"But my lord——"
"Silence now," he said with some of his habitual impatience; "send my litter and bearers home; bring me the mantle I required, and do thou and Nola follow me."
Reluctantly the old man obeyed.
"My gracious lord will be footsore—the way is long and ill-paved——" he muttered, half audibly, even as he made his way to the rear of the bosquet of lilies where a group of slaves stood waiting desultorily.
Anon he returned carrying a mantle of dark woollen stuff, and Taurus Antinor, having wrapped himself in this, slowly turned to walk down the hill.
Leaving the imperial palaces behind him, he went rapidly along the silent and deserted street. It wound its tortuous way at first on the crest of the hill, skirting the majestic temple of Magna Mater with its elevated portico and noble steps that lost themselves in the shadows of labyrinthine colonnades.

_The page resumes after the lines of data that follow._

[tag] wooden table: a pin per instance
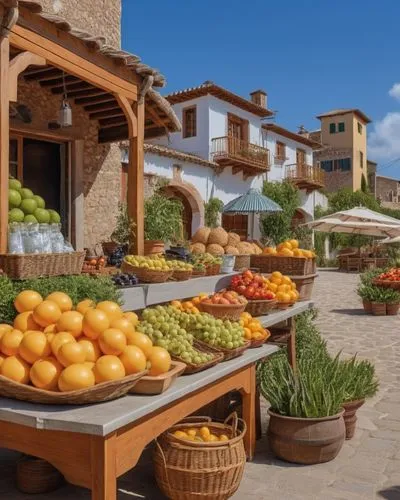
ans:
(93, 445)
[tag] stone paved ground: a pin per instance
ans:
(367, 467)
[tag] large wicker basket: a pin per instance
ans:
(146, 275)
(194, 470)
(36, 265)
(286, 265)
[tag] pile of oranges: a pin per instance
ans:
(253, 329)
(289, 248)
(203, 435)
(57, 347)
(283, 287)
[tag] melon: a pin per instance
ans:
(219, 236)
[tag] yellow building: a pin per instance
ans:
(343, 153)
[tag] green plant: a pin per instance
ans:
(77, 287)
(311, 392)
(212, 208)
(163, 218)
(358, 379)
(125, 227)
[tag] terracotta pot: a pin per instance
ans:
(306, 440)
(350, 417)
(378, 309)
(367, 306)
(392, 309)
(153, 247)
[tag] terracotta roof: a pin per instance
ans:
(273, 127)
(338, 112)
(221, 93)
(180, 155)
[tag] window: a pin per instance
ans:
(189, 120)
(280, 151)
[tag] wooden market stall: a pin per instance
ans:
(111, 86)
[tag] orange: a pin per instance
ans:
(112, 341)
(160, 361)
(95, 321)
(112, 309)
(15, 368)
(84, 305)
(60, 339)
(140, 340)
(108, 368)
(63, 300)
(34, 346)
(27, 300)
(132, 317)
(92, 349)
(10, 342)
(46, 313)
(122, 324)
(45, 372)
(71, 353)
(133, 359)
(70, 321)
(75, 377)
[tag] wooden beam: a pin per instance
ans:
(4, 140)
(71, 62)
(135, 184)
(17, 66)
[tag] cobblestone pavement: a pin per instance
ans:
(367, 467)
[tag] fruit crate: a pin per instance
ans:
(299, 266)
(37, 265)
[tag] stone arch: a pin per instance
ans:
(194, 199)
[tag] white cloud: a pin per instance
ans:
(395, 91)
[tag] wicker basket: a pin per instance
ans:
(242, 262)
(222, 311)
(104, 391)
(146, 275)
(286, 265)
(36, 265)
(182, 275)
(260, 307)
(201, 346)
(193, 470)
(35, 475)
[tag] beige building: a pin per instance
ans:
(343, 153)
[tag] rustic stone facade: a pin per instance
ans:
(102, 163)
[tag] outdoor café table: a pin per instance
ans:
(93, 445)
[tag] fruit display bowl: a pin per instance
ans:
(159, 383)
(105, 391)
(223, 311)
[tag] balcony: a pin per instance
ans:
(240, 155)
(305, 176)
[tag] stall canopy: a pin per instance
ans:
(113, 86)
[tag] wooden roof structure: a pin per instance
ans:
(113, 86)
(210, 88)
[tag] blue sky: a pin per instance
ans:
(309, 55)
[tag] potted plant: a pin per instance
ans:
(306, 423)
(162, 222)
(359, 382)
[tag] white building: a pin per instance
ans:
(225, 148)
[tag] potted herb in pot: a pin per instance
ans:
(359, 382)
(162, 222)
(306, 417)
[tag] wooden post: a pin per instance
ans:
(135, 187)
(4, 140)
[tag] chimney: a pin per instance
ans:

The street itself—narrow and unpaved—was in places rendered almost impassable by the piles of constructor's materials and rubbish that encumbered it at every step—debris or future requisites of the gigantic and numberless building operations which the mad Emperor pursued with that feverish energy and maniacal restlessness that characterised his every action. Palaces here and temples there, a bridge over the Forum, a new circus, new baths, the constant pulling down of one edifice to make room for the construction of another: all this work—commenced and still unfinished—had changed the whole aspect of the great city, turning it into a wilderness of enormous beams and huge blocks of uncut marble and stone that littered its every way.
But Taurus Antinor paid no heed to the roughness and inaccessibility of the road. Unlike the rich patricians of the time he hated the drowsy indolence of progress in a litter, and after the fatigues of a nerve-racking day, the difficulties of ill-paved roads were in harmony with his present mood.
Assuring himself that old Folces and the girl Nola were close at his heels, he stepped briskly along the now precipitous incline of the hill. The rapid movement did him good. The air came to him from across the gardens of the palaces, sweetly scented by late lilies and clumps of dying roses.
Soon he had left the great circus behind him too, and now he started climbing again, for his way led him upwards on the slope of the Aventine Hill. The silence here seemed more absolute than among the dwellings of the rich, for there, at times, a night watchman would emerge from a cross-road and give challenge to the belated passer-by, whilst a certain bustle of suspended animation always reigned around the palace of the Emperor even during the hours of sleep; some of his slaves and guard were always kept awake, ready to minister to any fancy or caprice that might seize the mad Cæsar in the middle of the night.